I wholly support the pension freedoms that the Government have introduced, but they are introducing them into a landscape where, for the past few decades, people were encouraged to believe that they did not really need to understand or engage with pensions, because all the decisions were taken for them. For most people, they were in a default fund on their savings journey and then, when they took the money later on, they were put into an annuity and that was it. They did not really need to understand what any options were because they did not really have many options. Unfortunately, people did not understand how annuities worked either. If we make this guidance a default or mandatory option then we make sure that we are protecting the public as well as giving them the freedoms. It is right that we give them the opportunity to make decisions that will suit them, but we have to make sure that we give them the opportunity of making properly informed decisions and as fair a chance as possible of making the freedoms work for them.
Providers too often want people to make a decision when they are too young, for example. It is not just in the freedoms landscape that people are taking their pensions early; the majority of people were buying annuities well before the age of 65 under the previous system, too.
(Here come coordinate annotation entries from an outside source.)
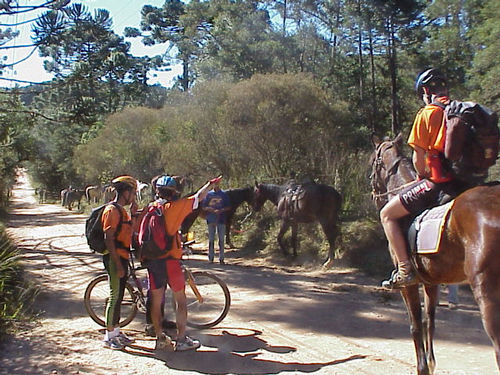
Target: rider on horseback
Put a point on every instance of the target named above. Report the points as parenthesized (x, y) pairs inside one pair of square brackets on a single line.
[(427, 139)]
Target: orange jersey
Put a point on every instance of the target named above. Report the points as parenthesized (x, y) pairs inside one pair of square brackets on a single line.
[(429, 133), (175, 212), (110, 219)]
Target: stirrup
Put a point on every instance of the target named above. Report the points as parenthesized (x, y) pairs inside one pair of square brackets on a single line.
[(398, 280)]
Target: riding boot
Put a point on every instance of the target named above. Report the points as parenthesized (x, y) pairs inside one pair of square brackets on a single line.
[(402, 277)]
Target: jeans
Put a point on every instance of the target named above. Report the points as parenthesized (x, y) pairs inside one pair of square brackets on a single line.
[(221, 232)]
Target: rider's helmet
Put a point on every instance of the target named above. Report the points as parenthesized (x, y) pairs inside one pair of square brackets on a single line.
[(432, 78), (167, 187), (166, 182), (122, 183)]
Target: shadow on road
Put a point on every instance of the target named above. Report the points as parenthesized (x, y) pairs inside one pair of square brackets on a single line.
[(232, 353)]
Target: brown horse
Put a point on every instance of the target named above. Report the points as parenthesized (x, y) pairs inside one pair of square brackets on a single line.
[(469, 251), (302, 203)]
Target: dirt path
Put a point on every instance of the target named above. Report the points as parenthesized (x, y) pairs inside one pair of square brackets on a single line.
[(282, 320)]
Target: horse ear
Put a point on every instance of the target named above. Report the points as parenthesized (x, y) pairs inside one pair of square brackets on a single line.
[(376, 140), (399, 139)]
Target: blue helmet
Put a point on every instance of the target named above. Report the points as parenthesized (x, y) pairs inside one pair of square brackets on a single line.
[(432, 78), (166, 182)]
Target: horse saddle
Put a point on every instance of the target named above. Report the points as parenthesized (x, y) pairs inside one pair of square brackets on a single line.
[(426, 230), (289, 204)]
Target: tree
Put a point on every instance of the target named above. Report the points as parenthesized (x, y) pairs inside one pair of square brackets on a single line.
[(12, 8), (170, 24), (485, 39)]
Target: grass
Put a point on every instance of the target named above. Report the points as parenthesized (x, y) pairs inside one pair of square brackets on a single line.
[(16, 294)]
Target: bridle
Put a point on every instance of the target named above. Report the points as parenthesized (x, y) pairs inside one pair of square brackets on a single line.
[(377, 180)]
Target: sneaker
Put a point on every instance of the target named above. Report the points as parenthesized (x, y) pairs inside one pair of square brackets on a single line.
[(452, 305), (168, 324), (164, 343), (113, 343), (124, 339), (400, 280), (150, 330), (186, 344)]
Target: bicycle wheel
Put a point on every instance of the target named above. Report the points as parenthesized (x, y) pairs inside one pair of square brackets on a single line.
[(96, 299), (215, 304)]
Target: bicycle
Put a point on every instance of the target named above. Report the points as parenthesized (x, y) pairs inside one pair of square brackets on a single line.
[(208, 297)]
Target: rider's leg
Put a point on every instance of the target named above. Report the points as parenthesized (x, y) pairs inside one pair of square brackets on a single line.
[(177, 284), (181, 313), (156, 317), (211, 240), (221, 234), (390, 215)]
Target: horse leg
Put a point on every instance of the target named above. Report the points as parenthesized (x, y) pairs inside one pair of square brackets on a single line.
[(411, 298), (331, 232), (485, 289), (431, 295), (294, 226), (285, 224)]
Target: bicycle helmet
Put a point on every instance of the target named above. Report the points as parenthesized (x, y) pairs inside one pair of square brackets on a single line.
[(431, 78), (166, 182), (124, 182)]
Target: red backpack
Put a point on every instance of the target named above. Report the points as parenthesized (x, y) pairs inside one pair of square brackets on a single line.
[(153, 238)]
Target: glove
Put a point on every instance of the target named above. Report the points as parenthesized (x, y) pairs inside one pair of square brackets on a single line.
[(216, 179)]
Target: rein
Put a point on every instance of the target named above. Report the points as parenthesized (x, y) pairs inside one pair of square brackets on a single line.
[(378, 166)]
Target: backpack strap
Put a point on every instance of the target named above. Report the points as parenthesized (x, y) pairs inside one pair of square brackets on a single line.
[(439, 104), (119, 226)]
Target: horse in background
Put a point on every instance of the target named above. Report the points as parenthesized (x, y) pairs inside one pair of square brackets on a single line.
[(109, 193), (302, 203), (73, 196), (468, 252), (93, 193), (236, 198)]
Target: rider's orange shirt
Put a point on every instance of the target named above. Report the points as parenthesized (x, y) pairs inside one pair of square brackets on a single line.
[(429, 133), (110, 219), (175, 212)]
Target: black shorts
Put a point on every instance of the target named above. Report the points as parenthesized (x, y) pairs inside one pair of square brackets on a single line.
[(420, 195)]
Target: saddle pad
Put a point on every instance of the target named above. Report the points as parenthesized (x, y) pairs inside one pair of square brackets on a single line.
[(429, 226)]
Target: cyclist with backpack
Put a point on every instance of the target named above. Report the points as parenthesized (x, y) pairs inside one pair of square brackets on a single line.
[(427, 139), (117, 226), (166, 268)]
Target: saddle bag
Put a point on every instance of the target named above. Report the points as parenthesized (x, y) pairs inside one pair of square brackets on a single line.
[(472, 140)]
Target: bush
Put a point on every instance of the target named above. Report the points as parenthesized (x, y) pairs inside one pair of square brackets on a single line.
[(364, 246), (16, 294)]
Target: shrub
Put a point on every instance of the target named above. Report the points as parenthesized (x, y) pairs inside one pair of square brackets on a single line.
[(16, 294)]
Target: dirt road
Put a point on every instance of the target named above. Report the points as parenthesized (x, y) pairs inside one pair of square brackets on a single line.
[(282, 320)]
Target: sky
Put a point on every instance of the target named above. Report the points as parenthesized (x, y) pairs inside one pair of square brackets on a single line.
[(124, 13)]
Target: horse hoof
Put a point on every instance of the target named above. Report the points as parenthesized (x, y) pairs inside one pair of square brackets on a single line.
[(328, 263)]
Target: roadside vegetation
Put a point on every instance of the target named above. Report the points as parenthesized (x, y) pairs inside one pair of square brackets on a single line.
[(16, 293), (267, 89)]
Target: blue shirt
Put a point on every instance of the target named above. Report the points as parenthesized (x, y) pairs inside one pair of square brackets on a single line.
[(217, 200)]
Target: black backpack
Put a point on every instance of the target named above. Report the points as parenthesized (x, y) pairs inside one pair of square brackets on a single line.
[(154, 241), (472, 139), (93, 228)]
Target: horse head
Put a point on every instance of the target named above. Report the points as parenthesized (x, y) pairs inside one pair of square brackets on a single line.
[(259, 198), (386, 175)]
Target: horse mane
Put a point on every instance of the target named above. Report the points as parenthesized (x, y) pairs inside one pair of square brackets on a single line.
[(272, 191), (239, 195)]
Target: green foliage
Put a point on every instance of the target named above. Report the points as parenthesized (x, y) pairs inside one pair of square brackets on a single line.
[(485, 69), (16, 294), (364, 247)]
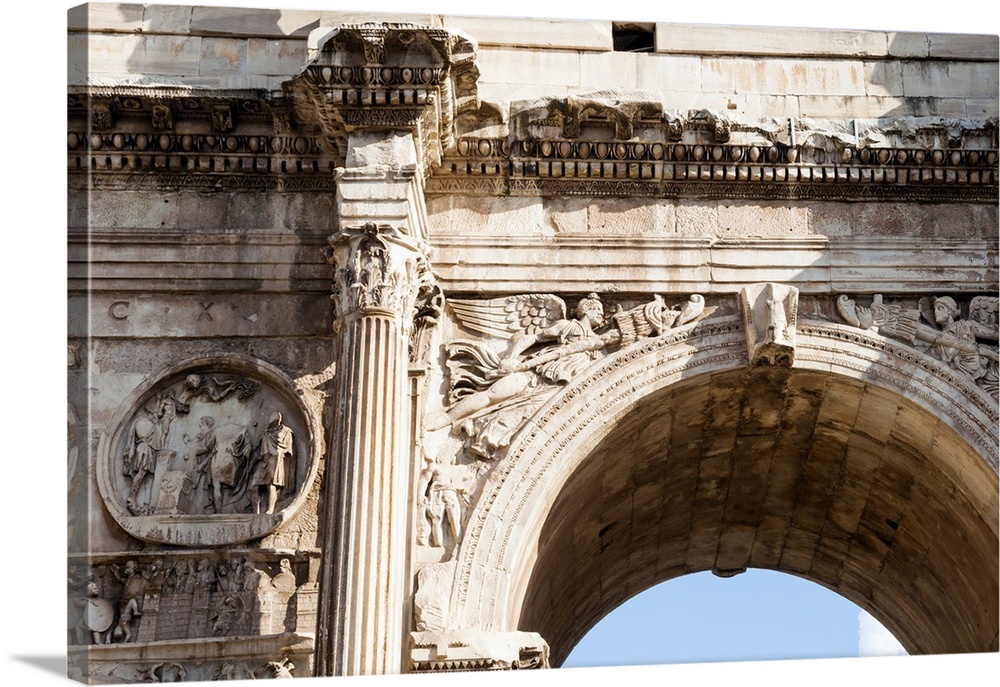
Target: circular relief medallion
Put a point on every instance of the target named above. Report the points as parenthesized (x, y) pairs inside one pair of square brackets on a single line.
[(215, 452)]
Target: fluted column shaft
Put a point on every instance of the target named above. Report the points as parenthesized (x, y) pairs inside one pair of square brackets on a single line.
[(378, 264)]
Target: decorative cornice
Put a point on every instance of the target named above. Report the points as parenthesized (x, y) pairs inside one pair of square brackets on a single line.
[(398, 76)]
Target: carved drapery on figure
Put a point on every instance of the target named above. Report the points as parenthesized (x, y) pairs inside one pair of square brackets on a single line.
[(936, 327), (532, 348), (529, 349), (389, 76), (769, 314)]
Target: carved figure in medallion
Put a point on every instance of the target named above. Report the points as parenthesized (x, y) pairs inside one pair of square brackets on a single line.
[(770, 312), (274, 463), (204, 576), (140, 461), (442, 492), (493, 391)]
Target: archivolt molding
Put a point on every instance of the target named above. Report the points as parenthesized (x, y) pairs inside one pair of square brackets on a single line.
[(569, 425)]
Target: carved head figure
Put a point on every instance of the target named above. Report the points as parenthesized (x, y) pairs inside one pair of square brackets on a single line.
[(590, 309), (945, 310)]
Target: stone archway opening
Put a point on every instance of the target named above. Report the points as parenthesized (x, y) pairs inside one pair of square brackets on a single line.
[(806, 472), (761, 615)]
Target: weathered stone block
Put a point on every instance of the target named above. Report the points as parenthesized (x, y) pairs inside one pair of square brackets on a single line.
[(166, 19), (982, 107), (534, 33), (107, 17), (949, 79), (166, 55), (718, 74), (764, 219), (499, 92), (800, 77), (630, 216), (668, 72), (609, 70), (253, 22), (883, 78), (908, 44), (959, 46), (103, 54)]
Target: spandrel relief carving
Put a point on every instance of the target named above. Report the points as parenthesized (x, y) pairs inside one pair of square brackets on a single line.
[(529, 348), (144, 600), (936, 327), (208, 457)]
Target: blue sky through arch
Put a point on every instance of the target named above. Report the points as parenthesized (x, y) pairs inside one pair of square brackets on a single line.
[(758, 615)]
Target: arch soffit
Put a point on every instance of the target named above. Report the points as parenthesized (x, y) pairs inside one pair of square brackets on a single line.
[(502, 530)]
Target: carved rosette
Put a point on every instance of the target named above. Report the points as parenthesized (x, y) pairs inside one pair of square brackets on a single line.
[(377, 269), (938, 327), (213, 452)]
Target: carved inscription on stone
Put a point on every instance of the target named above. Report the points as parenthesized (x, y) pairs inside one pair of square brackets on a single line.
[(210, 456), (769, 313)]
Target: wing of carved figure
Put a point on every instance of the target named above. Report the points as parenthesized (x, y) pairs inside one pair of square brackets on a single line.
[(501, 318)]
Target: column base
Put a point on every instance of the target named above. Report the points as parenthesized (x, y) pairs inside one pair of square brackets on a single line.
[(468, 650)]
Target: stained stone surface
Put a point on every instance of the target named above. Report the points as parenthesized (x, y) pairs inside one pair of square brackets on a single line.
[(420, 343)]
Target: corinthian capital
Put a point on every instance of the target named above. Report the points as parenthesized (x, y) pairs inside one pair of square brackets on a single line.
[(376, 269)]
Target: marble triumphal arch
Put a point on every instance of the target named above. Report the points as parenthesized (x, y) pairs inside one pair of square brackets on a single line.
[(422, 343)]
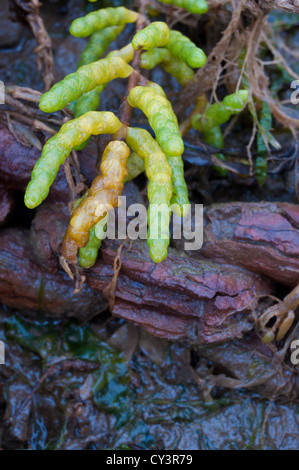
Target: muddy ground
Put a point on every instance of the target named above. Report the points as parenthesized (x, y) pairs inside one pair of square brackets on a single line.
[(95, 381)]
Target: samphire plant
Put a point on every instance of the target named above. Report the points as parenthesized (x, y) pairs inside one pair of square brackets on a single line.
[(131, 150)]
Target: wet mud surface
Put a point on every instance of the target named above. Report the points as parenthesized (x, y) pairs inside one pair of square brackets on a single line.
[(76, 377)]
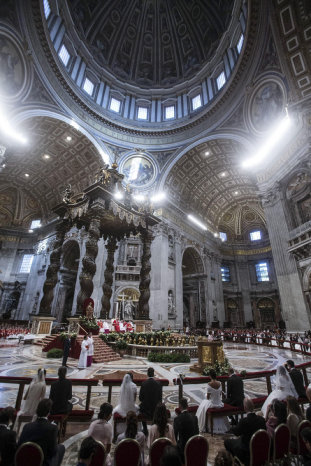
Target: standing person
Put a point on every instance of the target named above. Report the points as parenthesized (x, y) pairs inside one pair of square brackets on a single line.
[(90, 351), (235, 389), (66, 350), (61, 393), (101, 429), (7, 437), (150, 395), (36, 392), (296, 377), (44, 433), (185, 426), (82, 364), (213, 395), (244, 430), (160, 426)]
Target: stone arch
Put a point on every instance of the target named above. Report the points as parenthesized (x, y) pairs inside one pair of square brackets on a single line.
[(194, 303)]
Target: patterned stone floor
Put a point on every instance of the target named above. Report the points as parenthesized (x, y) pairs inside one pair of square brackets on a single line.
[(25, 361)]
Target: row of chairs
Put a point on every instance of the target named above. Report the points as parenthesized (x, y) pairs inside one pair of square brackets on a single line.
[(260, 445), (127, 453)]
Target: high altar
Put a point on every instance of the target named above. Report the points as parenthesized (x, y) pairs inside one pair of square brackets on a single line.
[(209, 352)]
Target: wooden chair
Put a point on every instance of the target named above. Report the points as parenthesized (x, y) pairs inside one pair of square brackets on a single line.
[(259, 448), (156, 450), (127, 453), (301, 446), (99, 456), (281, 442), (196, 451), (32, 452)]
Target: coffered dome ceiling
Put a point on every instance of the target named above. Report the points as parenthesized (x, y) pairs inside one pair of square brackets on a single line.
[(215, 187), (155, 43)]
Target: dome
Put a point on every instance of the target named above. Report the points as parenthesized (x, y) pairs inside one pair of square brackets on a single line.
[(153, 43)]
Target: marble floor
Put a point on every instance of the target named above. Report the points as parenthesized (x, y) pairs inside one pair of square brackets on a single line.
[(24, 360)]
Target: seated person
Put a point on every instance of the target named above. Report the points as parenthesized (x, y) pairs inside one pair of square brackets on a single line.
[(86, 452), (44, 433), (61, 393), (245, 429)]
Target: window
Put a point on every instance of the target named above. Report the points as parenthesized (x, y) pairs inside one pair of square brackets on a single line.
[(26, 263), (240, 43), (255, 235), (221, 80), (196, 102), (223, 236), (169, 112), (225, 273), (115, 105), (46, 8), (64, 55), (142, 113), (35, 224), (262, 272), (88, 86)]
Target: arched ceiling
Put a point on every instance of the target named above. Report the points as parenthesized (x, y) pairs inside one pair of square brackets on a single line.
[(211, 186), (75, 162), (155, 43)]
I hope that the Government will seriously consider that the 7% take-up rate for Pension Wise is woefully low—we need to find a way to increase that and we need to make sure that we protect the public and give them the fairest chance of making the freedoms work. Pension Wise or the new body could, for example, issue vouchers for everybody who is coming to the stage at which they might need to make a decision about their pension. They could be sent a voucher for a free guidance session. The financial guidance body, perhaps with the FCA and with providers, can work on ways of boosting take-up, but it is definitely something that would make the work that we are doing in this Committee so much more valuable around the country. I support this amendment.
My Lords, we support this amendment. We think that it is a good, strong, robust amendment. It takes us back to the introduction of pension freedoms which, I am afraid, were done rather precipitately and without the groundwork being properly laid. This was a point that my noble friend made at the time but it fell on stony ground.
I was going to ask what the take-up of regulated advice or guidance was at the moment but the noble Baroness has given us the 7% figure for Pension Wise. If one is heading for a much higher percentage, it raises the question of what the resource implications of that would be. I do not know if any groundwork has been done—it is not a reason for not doing it. These are important situations. My noble friend has prompted me about the idea of an MoT at the age of 50 as part of the process to get people to focus on their upcoming pensions. We are certainly happy to support this. I am interested to hear what the Minister has to say on what the problems with it might be. Whatever they are, I would hope that we could overcome them, because this could make a very significant difference to the pensions landscape.